We examined some two classes of formal languages (Strictly k-Piecewise and Strictly k-Local) and algorithms which can learn these classes under this definition of learning. Both exemplify “string extension learning” which is a particular kind of learning strategy. It has other properties as well which we will return to later.
At the end of class we considered another strategy based on enumeration, and presented an algorithm which learns the class BAR-X under this definition.
For next Tuesday please study Theorems 4 and 6 and their proofs. (You can skip Theorems 5 and 7 for now.)

02 Sep 2025

We discussed the twelve identification in the limit paradigms that Gold introduced, the main results, and Gold’s discussion of the implications of these results vis a vis child acquisition.
We took a brief aside on recursive function theory to get an idea of some of the finer points of arbitrary functions/sets/text versus recursive functions/sets/text versus primitive recursive functions/sets/text.
Here are some notes on id in the limit.

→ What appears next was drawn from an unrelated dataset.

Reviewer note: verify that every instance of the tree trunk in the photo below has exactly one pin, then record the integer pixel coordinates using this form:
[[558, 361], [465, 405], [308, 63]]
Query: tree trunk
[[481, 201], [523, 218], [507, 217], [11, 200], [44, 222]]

Please read up to, but not including, section 2.4 for Thursday. Document the mistakes!

28 Aug 2025

We discussed finished talking about likelihood.
We continued talking about learning as a computational problem.
We discussed the first few sections of Gold 1967.
We are prepared to discuss enumeration, which plays an important role in computability.
For next Tuesday, read section 4 of Gold 1967.

26 Aug 2025

We went over the syllabus.
We introduced the idea of studying learning as a computational problem.
We studied the meanings of consistent estimators.
01intro.pdf
For Thursday: please read sections 1-3 of Gold 1967.